I never wanted to exercise, and didn’t for about fifteen years— I thought that meant I was a person who just didn’t like to move. I didn’t know until I started Aikido that my body wanted so much more than to exercise. It wanted to grow and to transform meaningfully. When I joined the dojo I felt constantly inadequate, small, and afraid to move on the mat. I let so much get in the way of just even walking out the door. I was so ready to underestimate myself and my ability to surpass discomfort, pain, tiredness. This practice has returned me my body, and a joy I only experienced similarly as a child when I used to dance. It has also single-handedly shown me that I am so much more capable than I think I am, and that I have the opportunity of becoming more capable and more open every day.

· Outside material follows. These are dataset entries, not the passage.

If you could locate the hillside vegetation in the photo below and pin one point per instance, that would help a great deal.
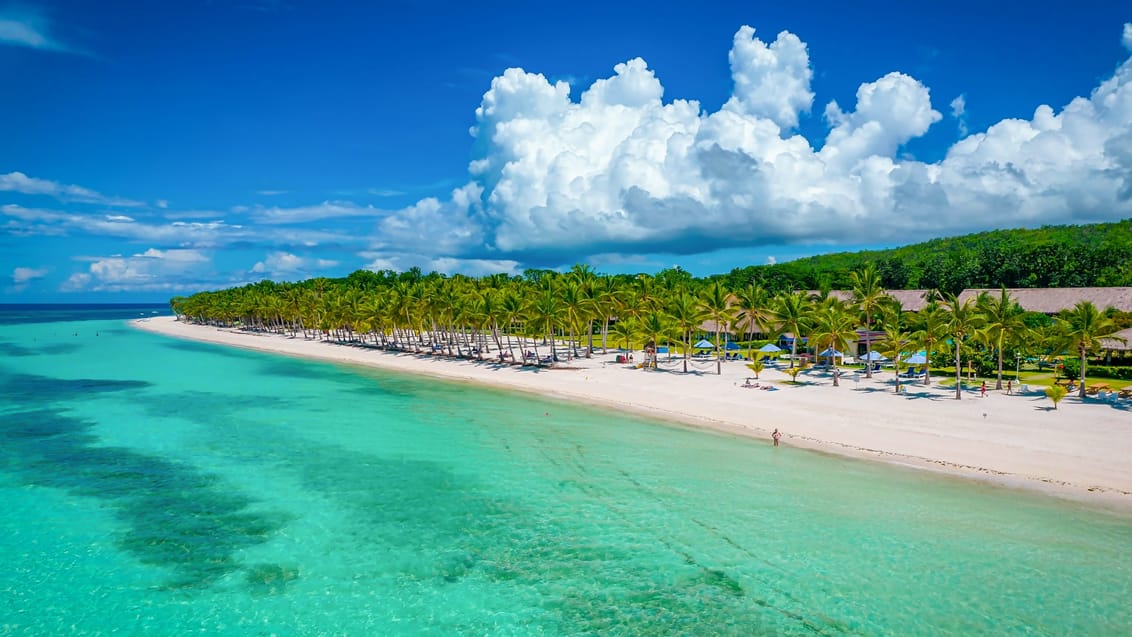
(1065, 256)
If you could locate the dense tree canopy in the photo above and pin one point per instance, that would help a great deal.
(1068, 256)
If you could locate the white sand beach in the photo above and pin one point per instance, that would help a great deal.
(1081, 450)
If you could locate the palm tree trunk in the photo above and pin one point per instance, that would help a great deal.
(1081, 390)
(959, 366)
(868, 346)
(998, 384)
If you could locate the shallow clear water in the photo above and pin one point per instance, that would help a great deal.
(161, 487)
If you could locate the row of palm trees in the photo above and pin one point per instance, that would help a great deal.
(463, 316)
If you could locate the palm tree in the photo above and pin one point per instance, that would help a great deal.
(626, 329)
(657, 328)
(688, 313)
(1085, 328)
(932, 330)
(547, 313)
(717, 303)
(894, 344)
(1004, 324)
(754, 306)
(791, 313)
(833, 327)
(962, 320)
(867, 293)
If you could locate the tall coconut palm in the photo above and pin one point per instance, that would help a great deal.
(867, 293)
(932, 329)
(717, 302)
(1004, 325)
(657, 327)
(791, 313)
(688, 313)
(547, 313)
(963, 318)
(894, 344)
(833, 327)
(1085, 328)
(755, 310)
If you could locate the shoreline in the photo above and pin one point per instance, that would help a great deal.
(1080, 452)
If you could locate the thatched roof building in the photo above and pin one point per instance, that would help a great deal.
(1116, 345)
(1053, 300)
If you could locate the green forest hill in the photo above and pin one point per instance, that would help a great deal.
(1064, 256)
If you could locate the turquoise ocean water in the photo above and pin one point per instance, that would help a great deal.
(157, 487)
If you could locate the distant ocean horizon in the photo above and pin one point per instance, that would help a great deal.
(160, 487)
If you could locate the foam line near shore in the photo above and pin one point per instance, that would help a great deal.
(1080, 450)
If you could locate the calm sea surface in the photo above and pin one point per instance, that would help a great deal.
(157, 487)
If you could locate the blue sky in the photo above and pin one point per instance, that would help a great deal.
(156, 148)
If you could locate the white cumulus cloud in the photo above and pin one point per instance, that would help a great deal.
(959, 111)
(285, 264)
(152, 270)
(620, 171)
(23, 275)
(25, 184)
(31, 29)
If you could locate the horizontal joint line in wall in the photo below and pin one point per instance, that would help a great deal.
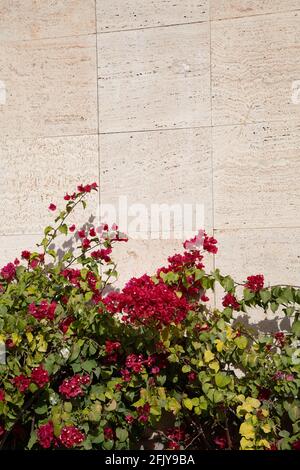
(239, 124)
(270, 13)
(153, 27)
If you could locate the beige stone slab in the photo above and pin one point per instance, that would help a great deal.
(221, 9)
(275, 253)
(12, 246)
(154, 78)
(31, 19)
(169, 168)
(256, 174)
(134, 14)
(136, 258)
(35, 172)
(272, 252)
(50, 87)
(254, 69)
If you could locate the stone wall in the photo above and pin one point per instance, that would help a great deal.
(187, 101)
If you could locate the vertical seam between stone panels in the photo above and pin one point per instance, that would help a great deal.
(211, 139)
(98, 121)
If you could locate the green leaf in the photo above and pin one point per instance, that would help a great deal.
(48, 230)
(32, 440)
(222, 380)
(274, 306)
(199, 273)
(241, 342)
(68, 406)
(296, 328)
(63, 229)
(265, 295)
(248, 295)
(227, 283)
(188, 403)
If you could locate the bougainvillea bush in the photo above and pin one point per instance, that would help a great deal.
(89, 367)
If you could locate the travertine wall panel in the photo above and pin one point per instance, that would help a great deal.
(256, 169)
(160, 167)
(254, 65)
(167, 101)
(35, 172)
(221, 9)
(51, 87)
(154, 78)
(135, 14)
(35, 19)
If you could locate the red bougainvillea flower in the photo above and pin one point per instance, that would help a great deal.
(21, 382)
(143, 301)
(40, 376)
(264, 394)
(86, 243)
(65, 324)
(44, 310)
(87, 188)
(129, 419)
(255, 283)
(126, 375)
(9, 343)
(81, 233)
(221, 442)
(176, 434)
(108, 433)
(25, 254)
(280, 338)
(172, 445)
(196, 242)
(230, 301)
(45, 435)
(72, 387)
(178, 261)
(2, 430)
(209, 244)
(72, 275)
(102, 254)
(71, 436)
(144, 412)
(8, 272)
(111, 346)
(192, 376)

This has undeniably bled into many other aspects of my life, sometimes clearly and literally, and at other times in more subtle, wonderful ways. About a week ago, I had a dream that I was on a tropical beach; the ocean was very blue and the sun was blindingly bright and warm. But something inside of me knew with complete certainty that the water was very, very cold, and yet I wanted so badly to jump in. And so I did without hesitation, and not only could I swim with ease submerged in that freezing water— I could even breathe. It was a short, vivid dream, but when I recalled it in the morning I recognized it as nothing other than a dream of Aikido.